To his family's despair, Coffindaffer has spent his own money on this project -- close to $3 million ... to buy the wooden poles, to hire road crews, to perform routine cross maintenance.
"I've cashed in my life insurance," he said. "I cashed in my retirement plan. I cashed in everything I could cash."
Coffindaffer made his millions in the oil business. But after almost ten years of cross building, he's now clean out of money.
Geist asked, "You ever say, 'Maybe I am a little crazy'?"
"No, no," said Coffindaffer. "I never equated myself to insanity."
But he did have visions. In 1982, while recovering from a heart bypass operation, Coffindaffer says the Holy Spirit came to him. "He said, 'He wants you to put up crosses,'" Coffindaffer recalled. "I am a country boy, unknown to anybody, chosen to head a major, major operation."
Thousands of Americans have given Coffindaffer permission to use their land.
"I think it impresses people as they drive along," said Leslie McKutchin. Leslie and Winford McKutchin gave Coffindaffer a prize spot high atop their 442 acres in West Virginia.
"Ho! Ho! Ho! Don't let loose! For God's sake, don't let loose," said Coffindaffer, leading the erection of a cross. "There it goes, down in the hole!"
"They look beautiful, absolutely beautiful," he said. "They'll stand there unless someone comes along and messes them up."
For his next crosses, Coffindaffer has targeted what he considers some trouble spots: "I want to enter into Los Angeles and New York and all the other places where the tough people live."
He just needs to raise some money, and then, "By the end of the year 1998, I will have covered the Earth."
Geist asked, "Why do you think you were chosen to do this?"
"Because the Lord loves me that much," Coffindaffer said. "Absolutely. I know that's true."
But you know what they say: the Lord works in mysterious ways...
Two days before that story on Bernard Coffindaffer was supposed to air back in 1993, he died unexpectedly from a heart attack. We decided it would be wrong to air our report.
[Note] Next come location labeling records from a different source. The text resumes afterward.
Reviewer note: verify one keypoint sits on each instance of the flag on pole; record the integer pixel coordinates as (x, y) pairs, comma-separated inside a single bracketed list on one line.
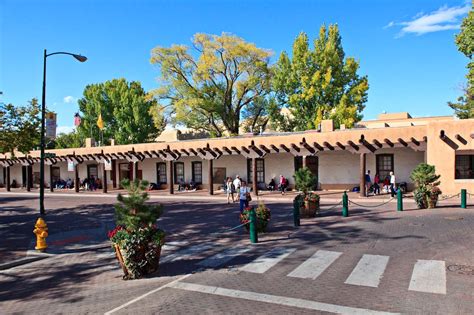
[(100, 122), (77, 120)]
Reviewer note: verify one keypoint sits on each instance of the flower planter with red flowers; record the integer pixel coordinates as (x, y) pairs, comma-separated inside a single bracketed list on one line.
[(137, 241), (263, 218)]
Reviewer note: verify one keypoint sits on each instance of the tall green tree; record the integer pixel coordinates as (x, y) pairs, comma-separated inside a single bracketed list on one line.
[(316, 84), (19, 127), (129, 114), (464, 107), (216, 85)]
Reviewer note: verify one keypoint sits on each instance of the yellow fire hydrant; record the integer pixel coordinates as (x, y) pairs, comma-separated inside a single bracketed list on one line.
[(41, 231)]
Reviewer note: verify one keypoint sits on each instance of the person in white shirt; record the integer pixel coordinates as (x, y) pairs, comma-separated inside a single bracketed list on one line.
[(237, 183), (243, 193), (392, 184)]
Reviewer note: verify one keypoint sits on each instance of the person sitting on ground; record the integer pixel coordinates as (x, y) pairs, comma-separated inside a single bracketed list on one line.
[(271, 185), (283, 184)]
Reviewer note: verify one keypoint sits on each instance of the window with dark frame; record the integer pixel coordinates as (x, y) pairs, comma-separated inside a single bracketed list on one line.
[(178, 172), (384, 165), (464, 166), (260, 171), (161, 177), (197, 172)]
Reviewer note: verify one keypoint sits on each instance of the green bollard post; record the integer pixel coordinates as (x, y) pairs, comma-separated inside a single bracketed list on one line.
[(345, 205), (296, 212), (463, 198), (399, 200), (253, 226)]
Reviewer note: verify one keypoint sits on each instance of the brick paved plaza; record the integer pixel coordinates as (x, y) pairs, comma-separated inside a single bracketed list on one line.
[(377, 260)]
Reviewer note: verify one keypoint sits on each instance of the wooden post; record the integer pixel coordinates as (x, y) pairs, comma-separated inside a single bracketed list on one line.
[(305, 161), (254, 176), (210, 178), (76, 177), (171, 177), (51, 185), (114, 174), (135, 170), (8, 179), (362, 175), (28, 178), (104, 179)]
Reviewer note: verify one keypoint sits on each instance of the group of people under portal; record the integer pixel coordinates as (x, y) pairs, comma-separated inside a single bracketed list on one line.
[(239, 187)]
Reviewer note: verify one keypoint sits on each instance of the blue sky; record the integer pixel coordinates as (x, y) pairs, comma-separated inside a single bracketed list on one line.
[(405, 47)]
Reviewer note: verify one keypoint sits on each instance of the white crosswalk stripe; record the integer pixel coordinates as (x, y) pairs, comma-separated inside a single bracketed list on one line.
[(429, 276), (315, 265), (223, 257), (268, 260), (187, 253), (369, 271)]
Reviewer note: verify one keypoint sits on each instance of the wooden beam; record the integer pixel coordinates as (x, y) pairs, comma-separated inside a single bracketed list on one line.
[(403, 142), (390, 143), (416, 142), (284, 147), (340, 145), (226, 149), (318, 146), (461, 139), (328, 145), (245, 150), (378, 144), (307, 147), (264, 148), (295, 147)]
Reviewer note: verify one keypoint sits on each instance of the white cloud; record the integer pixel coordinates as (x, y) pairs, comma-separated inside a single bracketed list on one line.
[(445, 18), (68, 99), (64, 129)]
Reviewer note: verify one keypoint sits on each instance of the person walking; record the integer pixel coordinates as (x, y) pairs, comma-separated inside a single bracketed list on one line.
[(368, 183), (392, 184), (230, 190), (244, 196), (377, 184), (237, 183)]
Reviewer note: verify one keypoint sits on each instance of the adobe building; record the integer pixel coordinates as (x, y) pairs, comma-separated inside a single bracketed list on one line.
[(339, 158)]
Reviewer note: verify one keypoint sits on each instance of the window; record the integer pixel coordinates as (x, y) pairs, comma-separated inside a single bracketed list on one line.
[(384, 165), (92, 171), (161, 173), (260, 171), (178, 172), (464, 167), (197, 172)]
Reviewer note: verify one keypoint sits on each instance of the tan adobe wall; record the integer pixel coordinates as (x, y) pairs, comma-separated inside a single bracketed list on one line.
[(440, 154)]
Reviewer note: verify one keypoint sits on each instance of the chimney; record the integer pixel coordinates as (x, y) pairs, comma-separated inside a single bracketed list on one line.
[(327, 125), (90, 143)]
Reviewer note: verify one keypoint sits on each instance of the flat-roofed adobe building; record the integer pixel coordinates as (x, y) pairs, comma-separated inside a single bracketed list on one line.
[(394, 142)]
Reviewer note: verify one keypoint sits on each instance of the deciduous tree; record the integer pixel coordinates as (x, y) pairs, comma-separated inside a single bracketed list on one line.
[(215, 86), (464, 108), (318, 84), (128, 113), (19, 127)]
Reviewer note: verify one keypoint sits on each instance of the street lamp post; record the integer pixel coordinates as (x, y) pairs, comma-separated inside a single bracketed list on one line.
[(43, 111)]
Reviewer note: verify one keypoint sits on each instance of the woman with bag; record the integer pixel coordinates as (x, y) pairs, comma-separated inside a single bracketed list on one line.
[(244, 196)]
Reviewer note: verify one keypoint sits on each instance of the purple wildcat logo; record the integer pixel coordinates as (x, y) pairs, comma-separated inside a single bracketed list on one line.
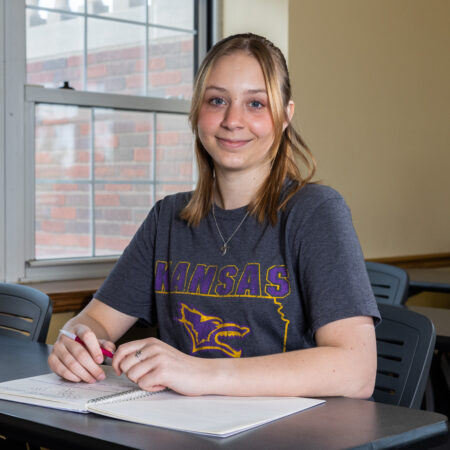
[(207, 332)]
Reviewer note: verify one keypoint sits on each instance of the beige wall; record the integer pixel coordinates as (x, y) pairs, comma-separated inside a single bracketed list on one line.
[(265, 17), (370, 81), (372, 91)]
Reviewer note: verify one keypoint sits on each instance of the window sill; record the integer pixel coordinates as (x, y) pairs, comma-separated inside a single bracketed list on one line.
[(70, 295)]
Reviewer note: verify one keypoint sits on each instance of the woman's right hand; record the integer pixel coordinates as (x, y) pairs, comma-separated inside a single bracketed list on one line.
[(76, 362)]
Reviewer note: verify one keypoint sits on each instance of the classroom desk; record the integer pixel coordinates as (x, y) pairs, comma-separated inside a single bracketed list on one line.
[(339, 423), (432, 279)]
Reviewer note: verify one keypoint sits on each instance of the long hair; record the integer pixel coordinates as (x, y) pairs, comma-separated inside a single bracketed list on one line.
[(287, 150)]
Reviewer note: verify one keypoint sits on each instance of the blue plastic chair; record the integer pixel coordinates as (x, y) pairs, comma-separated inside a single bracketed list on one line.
[(25, 312)]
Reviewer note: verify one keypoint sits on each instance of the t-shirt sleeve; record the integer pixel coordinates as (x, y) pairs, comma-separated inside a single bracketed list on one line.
[(333, 276), (129, 286)]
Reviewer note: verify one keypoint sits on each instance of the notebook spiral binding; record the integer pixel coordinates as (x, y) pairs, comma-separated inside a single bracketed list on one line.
[(132, 394)]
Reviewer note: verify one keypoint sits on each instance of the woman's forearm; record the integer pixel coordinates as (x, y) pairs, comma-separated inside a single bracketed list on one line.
[(320, 371)]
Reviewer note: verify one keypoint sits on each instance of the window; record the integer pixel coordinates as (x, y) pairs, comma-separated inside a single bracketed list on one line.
[(102, 131)]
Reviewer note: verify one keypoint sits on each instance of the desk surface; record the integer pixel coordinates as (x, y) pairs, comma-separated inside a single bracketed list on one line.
[(431, 279), (339, 423)]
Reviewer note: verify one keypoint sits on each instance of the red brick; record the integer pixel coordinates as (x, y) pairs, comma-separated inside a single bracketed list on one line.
[(186, 169), (43, 157), (183, 90), (107, 200), (52, 226), (106, 140), (99, 156), (64, 213), (134, 172), (156, 64), (165, 78), (50, 199), (104, 171), (142, 154), (167, 138), (83, 156)]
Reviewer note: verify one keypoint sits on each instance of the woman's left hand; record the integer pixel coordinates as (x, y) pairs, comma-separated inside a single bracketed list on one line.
[(154, 365)]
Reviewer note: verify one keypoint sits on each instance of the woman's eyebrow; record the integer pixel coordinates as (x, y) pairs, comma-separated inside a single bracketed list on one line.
[(250, 91)]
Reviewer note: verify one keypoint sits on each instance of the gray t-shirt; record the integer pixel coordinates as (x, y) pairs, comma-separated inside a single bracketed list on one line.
[(269, 293)]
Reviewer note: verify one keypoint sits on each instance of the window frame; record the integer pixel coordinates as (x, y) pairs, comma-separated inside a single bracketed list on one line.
[(17, 198)]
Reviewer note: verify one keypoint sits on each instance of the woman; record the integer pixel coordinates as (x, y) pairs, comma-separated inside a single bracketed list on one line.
[(256, 279)]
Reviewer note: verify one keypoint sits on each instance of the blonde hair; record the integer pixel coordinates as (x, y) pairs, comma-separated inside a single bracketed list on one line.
[(287, 146)]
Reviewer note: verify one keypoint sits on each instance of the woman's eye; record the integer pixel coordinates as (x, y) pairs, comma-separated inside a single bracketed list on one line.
[(217, 101), (256, 104)]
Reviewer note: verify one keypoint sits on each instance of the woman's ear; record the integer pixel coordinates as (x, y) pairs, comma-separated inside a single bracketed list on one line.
[(290, 113)]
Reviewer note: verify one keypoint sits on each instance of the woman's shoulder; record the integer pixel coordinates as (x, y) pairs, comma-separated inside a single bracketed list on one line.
[(174, 201), (313, 194)]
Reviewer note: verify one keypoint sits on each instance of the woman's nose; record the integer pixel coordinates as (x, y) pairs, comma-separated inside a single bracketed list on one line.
[(233, 117)]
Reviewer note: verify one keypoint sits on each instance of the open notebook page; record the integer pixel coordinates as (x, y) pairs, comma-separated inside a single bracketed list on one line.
[(53, 392)]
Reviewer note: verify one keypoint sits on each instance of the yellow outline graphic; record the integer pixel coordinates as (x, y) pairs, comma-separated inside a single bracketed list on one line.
[(218, 329)]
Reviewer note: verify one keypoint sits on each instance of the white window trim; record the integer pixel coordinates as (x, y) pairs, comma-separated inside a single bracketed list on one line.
[(17, 151)]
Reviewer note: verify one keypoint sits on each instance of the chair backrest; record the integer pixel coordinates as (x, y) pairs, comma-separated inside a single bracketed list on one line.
[(24, 312), (405, 346), (389, 283)]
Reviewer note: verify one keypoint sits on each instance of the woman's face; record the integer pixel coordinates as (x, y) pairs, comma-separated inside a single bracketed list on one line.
[(235, 124)]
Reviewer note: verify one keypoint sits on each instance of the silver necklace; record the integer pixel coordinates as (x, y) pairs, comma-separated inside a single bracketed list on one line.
[(225, 245)]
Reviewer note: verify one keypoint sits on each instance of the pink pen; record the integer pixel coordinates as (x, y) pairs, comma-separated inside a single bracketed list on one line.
[(77, 339)]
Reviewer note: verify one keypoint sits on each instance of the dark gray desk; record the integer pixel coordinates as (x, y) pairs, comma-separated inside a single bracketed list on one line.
[(339, 423), (432, 279)]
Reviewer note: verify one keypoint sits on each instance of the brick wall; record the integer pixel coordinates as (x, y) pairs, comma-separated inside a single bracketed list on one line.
[(130, 171)]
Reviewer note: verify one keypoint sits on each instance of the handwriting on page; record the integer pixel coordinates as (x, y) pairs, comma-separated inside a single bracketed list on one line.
[(53, 387)]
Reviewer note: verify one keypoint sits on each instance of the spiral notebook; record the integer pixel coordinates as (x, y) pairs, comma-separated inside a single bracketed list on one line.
[(119, 398)]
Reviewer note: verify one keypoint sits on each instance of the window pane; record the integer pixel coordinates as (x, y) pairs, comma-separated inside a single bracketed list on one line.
[(174, 155), (171, 64), (64, 5), (163, 190), (128, 10), (63, 143), (54, 49), (119, 210), (123, 145), (62, 170), (174, 13), (116, 55), (63, 217)]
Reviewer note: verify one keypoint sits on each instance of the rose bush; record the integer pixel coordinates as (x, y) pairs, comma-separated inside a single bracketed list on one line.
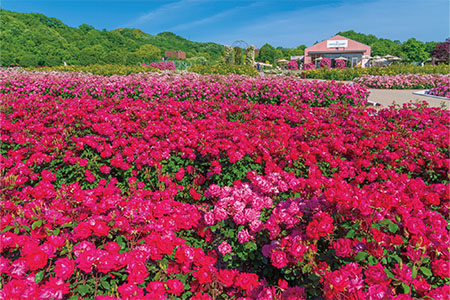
[(442, 88), (192, 187), (409, 81)]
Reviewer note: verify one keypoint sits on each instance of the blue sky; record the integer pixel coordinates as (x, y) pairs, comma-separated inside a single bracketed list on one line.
[(281, 23)]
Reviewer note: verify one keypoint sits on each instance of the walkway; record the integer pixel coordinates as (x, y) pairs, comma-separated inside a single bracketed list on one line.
[(388, 97)]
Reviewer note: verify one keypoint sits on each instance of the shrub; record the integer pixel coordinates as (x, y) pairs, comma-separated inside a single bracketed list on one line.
[(154, 186), (410, 81), (339, 64), (223, 69), (351, 73), (325, 63), (293, 65), (106, 70), (309, 66)]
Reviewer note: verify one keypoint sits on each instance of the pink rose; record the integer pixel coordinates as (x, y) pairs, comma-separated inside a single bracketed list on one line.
[(225, 248), (64, 268)]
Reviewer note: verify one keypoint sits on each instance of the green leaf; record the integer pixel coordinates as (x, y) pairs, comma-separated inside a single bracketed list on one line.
[(372, 260), (350, 234), (83, 289), (393, 227), (104, 282), (425, 259), (361, 256), (39, 276), (7, 228), (389, 273), (427, 272), (37, 223), (414, 272)]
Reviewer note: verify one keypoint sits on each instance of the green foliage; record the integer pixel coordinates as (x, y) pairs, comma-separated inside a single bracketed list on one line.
[(350, 74), (414, 50), (30, 39), (411, 50), (267, 53), (28, 60), (105, 70), (148, 53), (223, 69)]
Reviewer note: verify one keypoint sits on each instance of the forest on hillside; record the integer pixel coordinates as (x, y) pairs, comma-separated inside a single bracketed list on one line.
[(30, 39)]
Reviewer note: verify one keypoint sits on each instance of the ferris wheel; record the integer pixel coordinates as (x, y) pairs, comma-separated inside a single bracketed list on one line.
[(240, 43)]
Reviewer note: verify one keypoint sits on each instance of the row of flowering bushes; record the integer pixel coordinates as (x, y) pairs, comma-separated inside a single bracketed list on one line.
[(351, 73), (105, 70), (169, 65), (145, 187), (265, 90), (442, 89), (224, 69), (408, 81)]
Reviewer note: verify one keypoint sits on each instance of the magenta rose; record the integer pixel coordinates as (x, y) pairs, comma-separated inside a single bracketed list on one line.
[(278, 259), (225, 248), (64, 268)]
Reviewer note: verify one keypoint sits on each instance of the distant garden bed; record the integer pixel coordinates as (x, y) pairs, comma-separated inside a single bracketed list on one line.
[(405, 81)]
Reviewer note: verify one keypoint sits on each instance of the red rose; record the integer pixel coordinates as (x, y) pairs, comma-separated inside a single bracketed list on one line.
[(376, 275), (194, 194), (226, 277), (64, 268), (86, 260), (203, 275), (138, 273), (279, 259), (247, 281), (343, 247), (175, 286), (36, 259), (338, 280), (82, 230), (441, 268), (100, 228)]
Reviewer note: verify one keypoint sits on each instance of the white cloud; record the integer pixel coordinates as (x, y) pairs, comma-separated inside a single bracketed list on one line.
[(393, 19)]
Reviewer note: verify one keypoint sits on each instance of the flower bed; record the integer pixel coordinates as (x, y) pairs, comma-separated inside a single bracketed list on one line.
[(224, 69), (105, 70), (163, 187), (442, 88), (409, 81), (352, 73)]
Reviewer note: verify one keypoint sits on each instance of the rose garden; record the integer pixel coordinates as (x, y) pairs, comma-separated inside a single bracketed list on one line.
[(187, 186)]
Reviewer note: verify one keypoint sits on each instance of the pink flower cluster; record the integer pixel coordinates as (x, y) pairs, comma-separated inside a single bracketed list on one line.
[(442, 88), (309, 66), (169, 65), (404, 81), (160, 186), (339, 64), (325, 63), (293, 65)]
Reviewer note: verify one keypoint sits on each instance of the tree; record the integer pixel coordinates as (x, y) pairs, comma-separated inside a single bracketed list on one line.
[(113, 57), (267, 53), (91, 55), (148, 53), (131, 59), (250, 56), (237, 56), (441, 52), (28, 60), (414, 50), (229, 55)]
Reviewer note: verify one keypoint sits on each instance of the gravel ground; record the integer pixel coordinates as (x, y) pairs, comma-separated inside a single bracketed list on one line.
[(388, 97)]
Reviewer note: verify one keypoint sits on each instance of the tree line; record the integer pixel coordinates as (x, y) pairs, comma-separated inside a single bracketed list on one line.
[(29, 39)]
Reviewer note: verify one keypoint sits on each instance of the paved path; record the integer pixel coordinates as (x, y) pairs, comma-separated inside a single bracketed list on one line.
[(388, 97)]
Turns out, his story was just beginning.
Sara Abraham is a Mississippi mom and housewife. She never met Bernard Coffindaffer, but in 1993, she clipped his obituary from the newspaper.
"One day, as I was doing a daily devotional, it fell out of my Bible," Abraham said, "and as I reached down to pick it up, the Lord inspired me that I was to continue his crosses."